Figures 48A-48F show a pair of forks removed from a deployed position on the carriage and stowed in a fork stowage bracket beneath the lower arm set according to an embodiment of the subject invention. Figure 48F shows a close up detail of the forks stacked on each other from opposite sides and secured in place by a retaining clip. Ready storage of modular implements on the unit has advantages of ease of use, reduced chance for lost or damaged implements, and convenience. In particular, storage of lifting forks in a location beneath the lower arm set is advantageous because it offers compact, secure, and easily accessible storage in a location that can be accessed within a few steps of removing the forks from the carriage. The are beneath the lower forks in certain embodiments is protected from contact with the ground, the vehicle, the MLX itself, or other obstacles by the angle of the lower arms in use.

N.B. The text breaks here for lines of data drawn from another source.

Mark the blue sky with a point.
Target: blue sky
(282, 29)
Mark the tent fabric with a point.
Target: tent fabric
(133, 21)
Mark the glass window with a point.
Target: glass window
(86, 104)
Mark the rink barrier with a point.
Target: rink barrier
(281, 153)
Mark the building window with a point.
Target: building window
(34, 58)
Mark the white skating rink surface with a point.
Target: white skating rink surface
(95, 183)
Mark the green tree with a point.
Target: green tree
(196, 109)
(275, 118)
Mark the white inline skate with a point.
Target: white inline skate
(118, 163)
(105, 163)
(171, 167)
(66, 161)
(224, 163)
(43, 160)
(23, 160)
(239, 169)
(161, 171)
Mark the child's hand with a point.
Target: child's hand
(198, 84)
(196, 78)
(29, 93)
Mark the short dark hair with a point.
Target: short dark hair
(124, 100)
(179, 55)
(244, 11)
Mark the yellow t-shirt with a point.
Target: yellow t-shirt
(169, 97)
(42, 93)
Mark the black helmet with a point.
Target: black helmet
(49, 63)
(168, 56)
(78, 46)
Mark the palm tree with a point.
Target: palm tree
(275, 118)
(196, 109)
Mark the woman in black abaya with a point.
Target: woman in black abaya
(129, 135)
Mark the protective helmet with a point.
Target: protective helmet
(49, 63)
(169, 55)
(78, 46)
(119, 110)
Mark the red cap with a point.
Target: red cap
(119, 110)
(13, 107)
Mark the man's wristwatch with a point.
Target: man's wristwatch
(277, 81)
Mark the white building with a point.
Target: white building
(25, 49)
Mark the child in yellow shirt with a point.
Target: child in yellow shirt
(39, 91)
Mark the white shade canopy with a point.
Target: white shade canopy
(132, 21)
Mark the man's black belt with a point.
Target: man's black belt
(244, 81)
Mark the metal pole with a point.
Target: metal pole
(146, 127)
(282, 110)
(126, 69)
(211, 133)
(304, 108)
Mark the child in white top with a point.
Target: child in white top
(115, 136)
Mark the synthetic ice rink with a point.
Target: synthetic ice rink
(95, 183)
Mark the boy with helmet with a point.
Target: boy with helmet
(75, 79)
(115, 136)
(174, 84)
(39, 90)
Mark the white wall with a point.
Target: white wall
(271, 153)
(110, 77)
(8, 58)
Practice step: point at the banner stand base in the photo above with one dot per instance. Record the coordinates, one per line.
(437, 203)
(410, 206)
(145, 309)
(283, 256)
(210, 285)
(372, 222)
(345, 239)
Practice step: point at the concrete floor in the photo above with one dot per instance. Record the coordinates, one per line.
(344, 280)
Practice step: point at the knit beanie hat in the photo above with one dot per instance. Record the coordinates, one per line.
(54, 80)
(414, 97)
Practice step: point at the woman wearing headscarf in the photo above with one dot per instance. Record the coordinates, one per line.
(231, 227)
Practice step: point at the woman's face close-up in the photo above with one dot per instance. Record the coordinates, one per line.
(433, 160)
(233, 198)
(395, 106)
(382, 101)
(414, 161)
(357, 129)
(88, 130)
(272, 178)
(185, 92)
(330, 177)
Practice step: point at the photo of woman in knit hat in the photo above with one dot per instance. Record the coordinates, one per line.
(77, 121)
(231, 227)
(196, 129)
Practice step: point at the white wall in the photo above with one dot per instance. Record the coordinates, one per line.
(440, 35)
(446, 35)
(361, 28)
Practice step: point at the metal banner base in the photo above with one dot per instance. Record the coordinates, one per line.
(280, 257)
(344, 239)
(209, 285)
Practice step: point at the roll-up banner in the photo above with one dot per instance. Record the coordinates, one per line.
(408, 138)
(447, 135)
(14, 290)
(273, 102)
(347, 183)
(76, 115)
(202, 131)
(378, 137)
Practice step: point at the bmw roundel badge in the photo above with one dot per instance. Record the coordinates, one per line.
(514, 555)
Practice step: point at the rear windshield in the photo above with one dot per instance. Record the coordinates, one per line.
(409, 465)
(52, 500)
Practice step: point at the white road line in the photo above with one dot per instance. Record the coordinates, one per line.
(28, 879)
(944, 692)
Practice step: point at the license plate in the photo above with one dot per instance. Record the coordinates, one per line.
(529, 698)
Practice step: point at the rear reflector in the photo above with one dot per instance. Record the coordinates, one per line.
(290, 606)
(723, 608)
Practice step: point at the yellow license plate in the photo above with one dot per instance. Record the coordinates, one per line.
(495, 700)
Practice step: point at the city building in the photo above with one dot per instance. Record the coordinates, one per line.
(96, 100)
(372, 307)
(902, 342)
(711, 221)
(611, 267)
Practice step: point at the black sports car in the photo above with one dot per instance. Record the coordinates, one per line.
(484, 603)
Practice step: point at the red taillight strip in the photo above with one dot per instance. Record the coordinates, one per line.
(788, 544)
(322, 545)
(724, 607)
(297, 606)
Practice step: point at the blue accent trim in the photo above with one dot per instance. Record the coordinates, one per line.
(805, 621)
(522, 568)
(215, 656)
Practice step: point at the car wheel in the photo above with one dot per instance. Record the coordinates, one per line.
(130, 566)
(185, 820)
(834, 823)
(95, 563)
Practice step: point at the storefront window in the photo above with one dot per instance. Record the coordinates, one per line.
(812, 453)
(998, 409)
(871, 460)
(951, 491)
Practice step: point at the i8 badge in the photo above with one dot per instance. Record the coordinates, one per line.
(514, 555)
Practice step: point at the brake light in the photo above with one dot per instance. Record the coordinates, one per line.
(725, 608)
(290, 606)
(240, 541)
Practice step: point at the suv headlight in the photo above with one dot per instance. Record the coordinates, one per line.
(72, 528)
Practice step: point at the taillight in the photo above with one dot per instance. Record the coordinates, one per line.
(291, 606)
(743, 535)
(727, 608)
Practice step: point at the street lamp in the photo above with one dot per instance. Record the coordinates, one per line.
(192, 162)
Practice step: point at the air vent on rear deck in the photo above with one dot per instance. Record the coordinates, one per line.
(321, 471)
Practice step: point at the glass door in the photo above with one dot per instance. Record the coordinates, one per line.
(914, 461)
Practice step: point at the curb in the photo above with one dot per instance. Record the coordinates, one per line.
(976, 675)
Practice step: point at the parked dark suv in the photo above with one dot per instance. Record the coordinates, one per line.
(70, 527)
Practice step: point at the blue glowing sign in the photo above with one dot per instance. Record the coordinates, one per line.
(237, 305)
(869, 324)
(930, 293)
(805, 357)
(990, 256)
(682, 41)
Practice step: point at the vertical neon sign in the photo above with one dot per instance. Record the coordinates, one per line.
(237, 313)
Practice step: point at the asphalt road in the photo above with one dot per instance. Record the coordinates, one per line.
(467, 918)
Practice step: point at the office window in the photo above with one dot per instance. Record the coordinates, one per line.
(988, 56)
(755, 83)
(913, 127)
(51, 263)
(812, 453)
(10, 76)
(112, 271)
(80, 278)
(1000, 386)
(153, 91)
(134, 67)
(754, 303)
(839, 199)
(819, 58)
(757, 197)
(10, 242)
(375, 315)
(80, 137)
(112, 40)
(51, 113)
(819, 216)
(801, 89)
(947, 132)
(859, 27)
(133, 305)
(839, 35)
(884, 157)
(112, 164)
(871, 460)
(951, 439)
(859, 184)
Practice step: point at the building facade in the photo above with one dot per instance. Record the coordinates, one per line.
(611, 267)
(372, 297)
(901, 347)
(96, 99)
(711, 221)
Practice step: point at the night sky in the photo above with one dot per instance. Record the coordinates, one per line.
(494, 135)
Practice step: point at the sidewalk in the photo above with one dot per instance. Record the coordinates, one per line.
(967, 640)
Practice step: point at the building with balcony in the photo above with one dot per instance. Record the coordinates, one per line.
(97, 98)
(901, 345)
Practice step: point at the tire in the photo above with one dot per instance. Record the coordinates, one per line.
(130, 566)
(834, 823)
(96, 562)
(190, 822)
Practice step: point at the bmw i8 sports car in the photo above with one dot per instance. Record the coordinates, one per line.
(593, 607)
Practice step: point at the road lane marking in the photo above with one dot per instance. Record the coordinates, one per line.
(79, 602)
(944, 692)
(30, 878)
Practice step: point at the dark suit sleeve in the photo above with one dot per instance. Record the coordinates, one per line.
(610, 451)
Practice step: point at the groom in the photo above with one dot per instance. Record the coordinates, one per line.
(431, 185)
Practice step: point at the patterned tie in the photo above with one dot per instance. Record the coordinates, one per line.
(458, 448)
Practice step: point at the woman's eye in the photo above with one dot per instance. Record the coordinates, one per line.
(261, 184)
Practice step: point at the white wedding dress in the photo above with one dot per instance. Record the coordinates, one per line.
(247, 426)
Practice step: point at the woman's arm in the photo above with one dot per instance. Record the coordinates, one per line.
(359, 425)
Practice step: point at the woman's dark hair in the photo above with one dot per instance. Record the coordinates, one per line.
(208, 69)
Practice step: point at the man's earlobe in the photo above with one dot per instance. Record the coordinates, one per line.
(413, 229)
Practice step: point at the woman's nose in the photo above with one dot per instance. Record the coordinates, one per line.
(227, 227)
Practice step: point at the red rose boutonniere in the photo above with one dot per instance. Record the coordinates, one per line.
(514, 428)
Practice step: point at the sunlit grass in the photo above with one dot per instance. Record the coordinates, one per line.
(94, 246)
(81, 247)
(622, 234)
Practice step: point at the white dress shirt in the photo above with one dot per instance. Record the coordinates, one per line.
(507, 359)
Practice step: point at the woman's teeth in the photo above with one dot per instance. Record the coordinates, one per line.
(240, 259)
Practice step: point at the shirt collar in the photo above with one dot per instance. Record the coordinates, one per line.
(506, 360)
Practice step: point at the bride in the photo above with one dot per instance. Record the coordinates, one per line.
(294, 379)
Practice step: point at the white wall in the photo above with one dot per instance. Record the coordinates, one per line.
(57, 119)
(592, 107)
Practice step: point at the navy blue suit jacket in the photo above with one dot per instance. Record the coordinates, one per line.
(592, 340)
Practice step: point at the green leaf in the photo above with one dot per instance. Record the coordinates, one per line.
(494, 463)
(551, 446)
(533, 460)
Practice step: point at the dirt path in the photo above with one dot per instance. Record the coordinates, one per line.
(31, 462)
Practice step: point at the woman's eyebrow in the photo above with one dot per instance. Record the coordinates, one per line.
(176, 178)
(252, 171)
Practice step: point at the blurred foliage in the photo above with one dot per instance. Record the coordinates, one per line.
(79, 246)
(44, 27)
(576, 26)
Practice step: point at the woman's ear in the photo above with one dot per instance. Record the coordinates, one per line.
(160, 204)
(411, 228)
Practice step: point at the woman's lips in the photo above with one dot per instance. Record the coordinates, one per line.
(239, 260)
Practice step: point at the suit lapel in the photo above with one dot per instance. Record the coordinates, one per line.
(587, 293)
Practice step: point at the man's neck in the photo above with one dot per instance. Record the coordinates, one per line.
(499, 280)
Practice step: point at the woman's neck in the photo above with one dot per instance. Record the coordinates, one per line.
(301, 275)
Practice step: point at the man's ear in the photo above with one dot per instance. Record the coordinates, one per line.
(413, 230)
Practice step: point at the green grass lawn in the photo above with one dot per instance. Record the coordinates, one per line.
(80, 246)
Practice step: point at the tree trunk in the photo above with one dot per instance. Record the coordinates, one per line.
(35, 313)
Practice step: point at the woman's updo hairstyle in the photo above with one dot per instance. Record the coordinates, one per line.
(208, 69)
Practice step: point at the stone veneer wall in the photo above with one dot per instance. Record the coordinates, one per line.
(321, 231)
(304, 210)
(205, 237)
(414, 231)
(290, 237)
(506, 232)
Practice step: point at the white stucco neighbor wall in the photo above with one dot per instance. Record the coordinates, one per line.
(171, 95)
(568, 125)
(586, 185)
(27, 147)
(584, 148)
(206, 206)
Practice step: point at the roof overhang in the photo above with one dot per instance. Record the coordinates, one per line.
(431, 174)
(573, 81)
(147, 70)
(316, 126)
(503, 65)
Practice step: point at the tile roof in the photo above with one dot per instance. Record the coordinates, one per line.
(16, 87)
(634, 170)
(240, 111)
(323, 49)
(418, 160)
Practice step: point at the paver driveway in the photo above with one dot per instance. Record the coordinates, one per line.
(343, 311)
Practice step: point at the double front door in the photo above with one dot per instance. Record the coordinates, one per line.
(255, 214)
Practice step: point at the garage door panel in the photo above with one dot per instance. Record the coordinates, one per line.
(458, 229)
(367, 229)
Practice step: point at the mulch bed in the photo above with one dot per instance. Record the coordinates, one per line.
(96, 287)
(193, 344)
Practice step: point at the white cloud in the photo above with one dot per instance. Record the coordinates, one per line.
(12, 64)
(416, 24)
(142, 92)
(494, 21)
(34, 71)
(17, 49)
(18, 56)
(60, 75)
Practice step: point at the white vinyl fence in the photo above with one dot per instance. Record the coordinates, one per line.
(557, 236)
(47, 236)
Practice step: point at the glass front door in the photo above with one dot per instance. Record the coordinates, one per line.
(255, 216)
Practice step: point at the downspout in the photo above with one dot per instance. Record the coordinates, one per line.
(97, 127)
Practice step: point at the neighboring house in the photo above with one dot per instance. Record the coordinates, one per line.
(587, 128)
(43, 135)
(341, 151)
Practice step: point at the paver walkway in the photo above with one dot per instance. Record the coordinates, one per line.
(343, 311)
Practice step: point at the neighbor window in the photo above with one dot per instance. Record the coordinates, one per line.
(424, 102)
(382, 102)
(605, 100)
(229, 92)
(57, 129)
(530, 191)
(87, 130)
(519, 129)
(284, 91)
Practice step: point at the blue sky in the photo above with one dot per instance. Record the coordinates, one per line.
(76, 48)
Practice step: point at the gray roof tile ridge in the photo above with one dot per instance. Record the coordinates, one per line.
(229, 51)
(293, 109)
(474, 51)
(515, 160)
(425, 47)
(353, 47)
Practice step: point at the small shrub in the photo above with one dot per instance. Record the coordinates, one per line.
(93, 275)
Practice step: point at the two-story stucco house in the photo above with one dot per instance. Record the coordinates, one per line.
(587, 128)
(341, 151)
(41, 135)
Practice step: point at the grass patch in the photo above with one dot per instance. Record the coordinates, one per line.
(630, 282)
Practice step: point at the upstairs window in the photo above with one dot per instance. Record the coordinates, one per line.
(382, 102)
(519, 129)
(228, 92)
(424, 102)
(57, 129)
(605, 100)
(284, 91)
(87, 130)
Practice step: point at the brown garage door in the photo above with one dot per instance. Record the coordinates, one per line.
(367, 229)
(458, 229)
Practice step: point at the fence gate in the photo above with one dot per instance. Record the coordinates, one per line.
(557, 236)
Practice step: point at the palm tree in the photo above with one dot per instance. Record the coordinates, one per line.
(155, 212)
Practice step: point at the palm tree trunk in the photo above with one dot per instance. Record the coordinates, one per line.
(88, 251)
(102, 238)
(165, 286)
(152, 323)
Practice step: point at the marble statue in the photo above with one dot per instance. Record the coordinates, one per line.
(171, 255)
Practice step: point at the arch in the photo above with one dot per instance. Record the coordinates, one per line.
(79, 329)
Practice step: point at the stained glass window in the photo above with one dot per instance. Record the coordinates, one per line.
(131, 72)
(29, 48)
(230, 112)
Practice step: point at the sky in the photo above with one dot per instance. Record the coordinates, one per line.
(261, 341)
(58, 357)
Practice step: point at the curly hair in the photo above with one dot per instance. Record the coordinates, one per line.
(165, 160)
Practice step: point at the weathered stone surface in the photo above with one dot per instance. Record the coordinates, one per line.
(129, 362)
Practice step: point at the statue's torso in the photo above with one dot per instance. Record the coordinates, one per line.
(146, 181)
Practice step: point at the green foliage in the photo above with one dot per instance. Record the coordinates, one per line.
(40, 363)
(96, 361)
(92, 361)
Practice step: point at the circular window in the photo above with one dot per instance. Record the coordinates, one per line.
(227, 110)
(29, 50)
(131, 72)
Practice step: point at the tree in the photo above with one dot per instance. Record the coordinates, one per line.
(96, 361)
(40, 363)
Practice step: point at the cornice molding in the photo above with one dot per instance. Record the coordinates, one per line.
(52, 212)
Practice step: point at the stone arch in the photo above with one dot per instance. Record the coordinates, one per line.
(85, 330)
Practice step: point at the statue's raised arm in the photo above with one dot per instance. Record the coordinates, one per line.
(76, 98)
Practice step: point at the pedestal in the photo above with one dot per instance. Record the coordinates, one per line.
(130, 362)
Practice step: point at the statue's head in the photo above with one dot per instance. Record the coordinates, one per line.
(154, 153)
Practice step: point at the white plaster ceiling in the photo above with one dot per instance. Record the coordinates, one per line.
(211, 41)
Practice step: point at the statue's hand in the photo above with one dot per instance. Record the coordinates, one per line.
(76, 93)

It should be understood that the examples and embodiments described herein are for illustrative purposes only and that various modifications or changes in light thereof will be suggested to persons skilled in the art and are to be included within the spirit and purview of this application and the scope of the appended claims. In addition, any elements or limitations of any invention or embodiment thereof disclosed herein can be combined with any and/or all other elements or limitations (individually or in any combination) or any other invention or embodiment thereof disclosed herein, and all such combinations are contemplated with the scope of the invention without limitation thereto.